Non mi piace uccidere. Essendo uomo di scienza ho alle spalle una lunga frequentazione della morte, e troppe volte (e troppo spesso invano) ho lottato per salvare una vita, per poter provare piacere a estinguerne un'altra. Ma ci sono casi in cui la morte dell'avversario è l'unica alternativa possibile per salvare se stessi. 0 anche solo una parte di sè, quale a tutti gli effetti considero la mia biblioteca.

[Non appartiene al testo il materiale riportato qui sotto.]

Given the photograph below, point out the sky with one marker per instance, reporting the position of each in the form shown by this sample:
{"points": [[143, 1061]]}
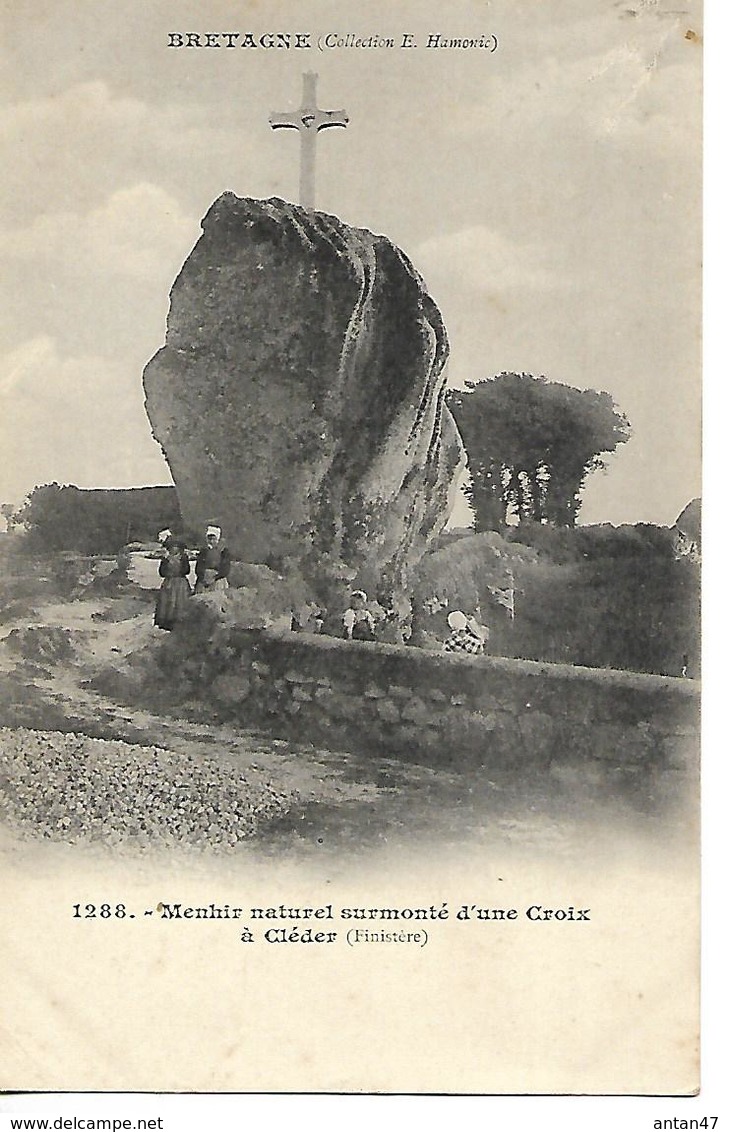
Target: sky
{"points": [[549, 193]]}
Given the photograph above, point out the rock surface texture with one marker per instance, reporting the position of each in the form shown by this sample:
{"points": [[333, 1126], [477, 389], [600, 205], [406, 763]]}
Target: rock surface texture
{"points": [[299, 396]]}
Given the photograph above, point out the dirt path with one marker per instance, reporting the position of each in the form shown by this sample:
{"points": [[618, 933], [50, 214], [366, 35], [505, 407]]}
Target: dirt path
{"points": [[345, 802]]}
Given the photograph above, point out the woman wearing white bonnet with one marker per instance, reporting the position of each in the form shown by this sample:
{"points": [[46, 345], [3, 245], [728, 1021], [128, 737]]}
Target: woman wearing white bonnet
{"points": [[359, 624], [213, 562], [464, 635]]}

Lo so, stiamo vivendo tempi difficili e intorno a me, in questo maggio del 1789, ci sono da affrontare problemi ben più gravi del mio. Gli Stati Generali che si stanno svolgendo a Versailles non venivano convocati dal 1614, e questo la dice lunga sulla gravità della situazione. Le finanze della Francia sono allo stremo, la borghesia preme per una riforma dello Stato, le tasse aumentano e con esse la rabbia del popolo. Corrono voci pazzesche, come il rischio che la plebe dia l'assalto alla Bastiglia per liberare i detenuti in essa ingiustamente rinchiusi; non si arriverà mai a tanto, è chiaro, ma intanto mi risulta che a Corte serpeggi una certa preoccupazione.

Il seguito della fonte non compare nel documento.